New cars are now more affordable than ever before—and many comparable cars are cheaper in Australia than in other major right-hand drive markets, such as Japan, the United Kingdom and New Zealand, according to a recent study.
An analysis of comparable car prices in key right-hand drive markets has found that many popular models are competitively priced in Australia compared to Japan and the United Kingdom, including comparable cars from Toyota, Holden, Ford and Mercedes-Benz.
For example, the analysis conducted by peak industry body, the Federal Chamber of Automotive Industries (FCAI), found that:
- A Holden Captiva LT that sells for $36,490 in Australia costs more than $50,000 in the UK.
- A Mazda6 Sport sedan that sells for $33,460 in Australia costs more than $43,200 in the UK.
- A Mercedes-Benz A180 that costs more than $42,400 in the UK sells for $35,600 in Australia.
At the same time, figures compiled by CommSec have confirmed car affordability in Australia is at its best level ever. According to CommSec, someone earning the average wage has to work for only around 26 weeks to be able to purchase a new Ford Falcon XT auto sedan, compared to 30 weeks just a couple of years ago.
The Chief Executive of the FCAI, Tony Weber, said the analysis of vehicles made for the Australian market against those in other right hand drive markets demonstrated that while specification levels could differ significantly, when comparing like-for-like vehicles Australian new car prices were highly competitive.
“There has been plenty of misinformation about the cost of new cars in Australia, with some commentators arguing for an open slather approach to the import of new and used cars as a way of supposedly lowering prices,” Mr Weber said.

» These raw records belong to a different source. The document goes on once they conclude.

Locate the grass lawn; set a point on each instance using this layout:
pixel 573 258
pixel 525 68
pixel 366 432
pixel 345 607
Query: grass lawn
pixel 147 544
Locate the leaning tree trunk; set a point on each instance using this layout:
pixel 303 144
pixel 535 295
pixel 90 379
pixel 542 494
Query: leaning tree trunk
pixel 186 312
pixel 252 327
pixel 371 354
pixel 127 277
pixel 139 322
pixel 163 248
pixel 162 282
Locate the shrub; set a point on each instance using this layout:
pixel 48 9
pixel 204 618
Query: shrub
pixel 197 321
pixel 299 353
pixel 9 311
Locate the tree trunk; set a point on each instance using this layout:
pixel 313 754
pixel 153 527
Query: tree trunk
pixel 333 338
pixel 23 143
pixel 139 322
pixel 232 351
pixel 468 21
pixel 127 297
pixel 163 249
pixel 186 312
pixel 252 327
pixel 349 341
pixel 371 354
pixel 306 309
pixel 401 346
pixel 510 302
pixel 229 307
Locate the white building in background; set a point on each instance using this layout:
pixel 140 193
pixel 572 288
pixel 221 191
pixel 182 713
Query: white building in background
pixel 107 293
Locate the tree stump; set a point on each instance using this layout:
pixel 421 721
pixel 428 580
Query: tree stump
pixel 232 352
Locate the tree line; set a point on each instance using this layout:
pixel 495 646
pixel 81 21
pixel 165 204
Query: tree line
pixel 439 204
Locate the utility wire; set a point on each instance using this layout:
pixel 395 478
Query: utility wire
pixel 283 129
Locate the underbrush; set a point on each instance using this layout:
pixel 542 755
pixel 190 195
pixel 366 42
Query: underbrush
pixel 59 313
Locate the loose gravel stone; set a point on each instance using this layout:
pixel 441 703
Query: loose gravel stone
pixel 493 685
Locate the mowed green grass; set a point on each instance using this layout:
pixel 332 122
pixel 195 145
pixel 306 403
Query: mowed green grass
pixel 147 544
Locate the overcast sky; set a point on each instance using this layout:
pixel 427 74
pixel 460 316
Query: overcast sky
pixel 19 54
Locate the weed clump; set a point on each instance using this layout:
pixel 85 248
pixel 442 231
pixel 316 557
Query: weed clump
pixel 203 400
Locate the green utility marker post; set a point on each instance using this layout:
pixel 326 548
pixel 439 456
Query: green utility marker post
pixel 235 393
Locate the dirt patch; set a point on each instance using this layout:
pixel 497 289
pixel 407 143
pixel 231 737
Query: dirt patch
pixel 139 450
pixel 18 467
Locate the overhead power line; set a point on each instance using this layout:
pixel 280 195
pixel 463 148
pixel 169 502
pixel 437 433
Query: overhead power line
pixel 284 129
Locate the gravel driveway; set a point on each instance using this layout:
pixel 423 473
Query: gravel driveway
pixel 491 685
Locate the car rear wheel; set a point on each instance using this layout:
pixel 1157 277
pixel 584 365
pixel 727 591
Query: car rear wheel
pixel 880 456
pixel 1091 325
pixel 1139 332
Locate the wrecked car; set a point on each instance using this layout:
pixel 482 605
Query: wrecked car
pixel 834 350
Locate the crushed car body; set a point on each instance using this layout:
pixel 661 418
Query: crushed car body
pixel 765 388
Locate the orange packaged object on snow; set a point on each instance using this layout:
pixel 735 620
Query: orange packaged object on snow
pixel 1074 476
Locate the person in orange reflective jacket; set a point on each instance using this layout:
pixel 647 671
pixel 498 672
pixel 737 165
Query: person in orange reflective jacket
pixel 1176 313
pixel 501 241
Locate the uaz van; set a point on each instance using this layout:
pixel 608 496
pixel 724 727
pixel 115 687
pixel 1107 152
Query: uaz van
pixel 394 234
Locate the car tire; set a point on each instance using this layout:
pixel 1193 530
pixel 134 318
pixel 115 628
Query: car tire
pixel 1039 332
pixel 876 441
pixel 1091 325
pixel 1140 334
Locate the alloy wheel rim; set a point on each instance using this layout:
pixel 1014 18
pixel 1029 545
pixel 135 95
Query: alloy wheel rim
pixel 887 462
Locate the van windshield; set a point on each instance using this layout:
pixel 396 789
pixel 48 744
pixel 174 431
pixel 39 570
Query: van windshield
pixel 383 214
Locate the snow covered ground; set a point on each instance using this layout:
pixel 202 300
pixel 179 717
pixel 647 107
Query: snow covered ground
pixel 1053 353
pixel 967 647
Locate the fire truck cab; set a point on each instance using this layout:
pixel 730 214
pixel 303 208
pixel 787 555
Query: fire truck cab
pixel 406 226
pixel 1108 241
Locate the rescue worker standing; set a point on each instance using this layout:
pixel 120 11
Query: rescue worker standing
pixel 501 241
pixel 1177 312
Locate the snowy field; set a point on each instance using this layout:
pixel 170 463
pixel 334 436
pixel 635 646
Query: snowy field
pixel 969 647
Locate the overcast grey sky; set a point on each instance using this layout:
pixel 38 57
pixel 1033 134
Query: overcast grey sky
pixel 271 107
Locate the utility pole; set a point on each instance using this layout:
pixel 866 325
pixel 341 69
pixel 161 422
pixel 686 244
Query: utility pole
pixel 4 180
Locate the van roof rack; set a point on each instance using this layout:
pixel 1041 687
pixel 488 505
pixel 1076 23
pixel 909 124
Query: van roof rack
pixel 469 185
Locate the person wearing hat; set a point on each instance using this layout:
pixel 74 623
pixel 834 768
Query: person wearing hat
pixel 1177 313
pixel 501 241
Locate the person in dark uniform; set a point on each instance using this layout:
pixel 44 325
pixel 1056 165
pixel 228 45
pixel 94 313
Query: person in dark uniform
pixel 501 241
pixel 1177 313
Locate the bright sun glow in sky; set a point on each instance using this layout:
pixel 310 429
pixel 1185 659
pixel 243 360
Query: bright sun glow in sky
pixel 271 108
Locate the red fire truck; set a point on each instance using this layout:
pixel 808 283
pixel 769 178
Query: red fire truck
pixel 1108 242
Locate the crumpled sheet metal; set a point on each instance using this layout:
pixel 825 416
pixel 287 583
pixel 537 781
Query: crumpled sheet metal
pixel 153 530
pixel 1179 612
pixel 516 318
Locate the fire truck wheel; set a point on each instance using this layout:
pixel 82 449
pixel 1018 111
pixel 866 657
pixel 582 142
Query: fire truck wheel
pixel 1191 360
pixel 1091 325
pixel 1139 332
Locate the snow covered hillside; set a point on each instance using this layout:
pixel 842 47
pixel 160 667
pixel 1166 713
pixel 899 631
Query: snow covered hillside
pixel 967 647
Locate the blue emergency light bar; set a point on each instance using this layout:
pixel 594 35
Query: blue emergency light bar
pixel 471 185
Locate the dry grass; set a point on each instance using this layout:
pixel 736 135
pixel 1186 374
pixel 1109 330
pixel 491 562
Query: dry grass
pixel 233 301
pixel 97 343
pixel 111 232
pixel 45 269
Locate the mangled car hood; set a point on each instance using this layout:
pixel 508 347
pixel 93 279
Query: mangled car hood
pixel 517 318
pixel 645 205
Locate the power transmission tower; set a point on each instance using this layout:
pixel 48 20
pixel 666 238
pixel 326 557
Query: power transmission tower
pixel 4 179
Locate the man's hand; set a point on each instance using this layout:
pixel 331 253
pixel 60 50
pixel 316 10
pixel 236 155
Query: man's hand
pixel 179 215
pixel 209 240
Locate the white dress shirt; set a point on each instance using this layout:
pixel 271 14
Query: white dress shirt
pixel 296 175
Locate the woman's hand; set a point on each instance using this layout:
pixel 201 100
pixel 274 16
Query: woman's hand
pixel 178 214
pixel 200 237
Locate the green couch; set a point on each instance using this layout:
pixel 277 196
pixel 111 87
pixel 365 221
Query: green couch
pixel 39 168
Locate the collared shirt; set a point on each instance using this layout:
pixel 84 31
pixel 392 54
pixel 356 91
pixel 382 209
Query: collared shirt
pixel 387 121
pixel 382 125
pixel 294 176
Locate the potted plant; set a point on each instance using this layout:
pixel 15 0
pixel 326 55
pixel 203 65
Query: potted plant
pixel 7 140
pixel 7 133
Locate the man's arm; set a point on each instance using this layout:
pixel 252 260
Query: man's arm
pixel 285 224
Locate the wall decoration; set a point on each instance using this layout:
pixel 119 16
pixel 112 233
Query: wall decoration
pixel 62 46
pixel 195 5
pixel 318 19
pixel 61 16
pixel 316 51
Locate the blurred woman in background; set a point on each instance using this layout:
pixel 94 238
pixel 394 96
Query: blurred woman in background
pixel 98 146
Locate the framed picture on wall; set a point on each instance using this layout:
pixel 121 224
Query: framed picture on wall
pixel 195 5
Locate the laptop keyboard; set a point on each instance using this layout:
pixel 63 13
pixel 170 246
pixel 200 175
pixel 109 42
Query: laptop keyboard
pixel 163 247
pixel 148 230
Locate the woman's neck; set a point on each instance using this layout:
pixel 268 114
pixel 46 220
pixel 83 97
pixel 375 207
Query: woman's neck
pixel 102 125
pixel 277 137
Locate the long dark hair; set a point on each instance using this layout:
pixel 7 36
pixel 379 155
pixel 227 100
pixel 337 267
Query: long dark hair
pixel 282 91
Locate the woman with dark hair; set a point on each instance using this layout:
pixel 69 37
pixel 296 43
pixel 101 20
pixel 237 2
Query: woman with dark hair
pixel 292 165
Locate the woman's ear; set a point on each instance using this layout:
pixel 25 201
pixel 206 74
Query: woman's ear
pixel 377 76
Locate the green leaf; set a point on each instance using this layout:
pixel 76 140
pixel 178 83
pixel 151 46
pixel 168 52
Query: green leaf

“In fact, as our analysis confirms, Australia has one of the most competitive right-hand drive markets in the world and this is reflected in the price of new cars in this country.
“When we compare cars with the same level of specification, we find that the majority of cars made for Australian conditions are competitively priced in Australia compared to Japan, the UK or New Zealand.
“And Australian consumers can be assured that cars made for Australian conditions and safety specifications will cope with the Australian climate, lifestyle and roads. This includes having the appropriate engine and transmission cooling systems to cope with Australia’s hot climate, towing requirements and fuel quality. It also includes having specifically calibrated convenience items such as sat-nav, air-conditioning and infotainment systems.”
Mr Weber noted that the high-level of competition in the Australian market also meant manufacturers were continuously working to improve safety, security and environmental features.
“This competition means that Australians are getting world-class cars, built for Australian conditions, at globally-competitive prices,” he said.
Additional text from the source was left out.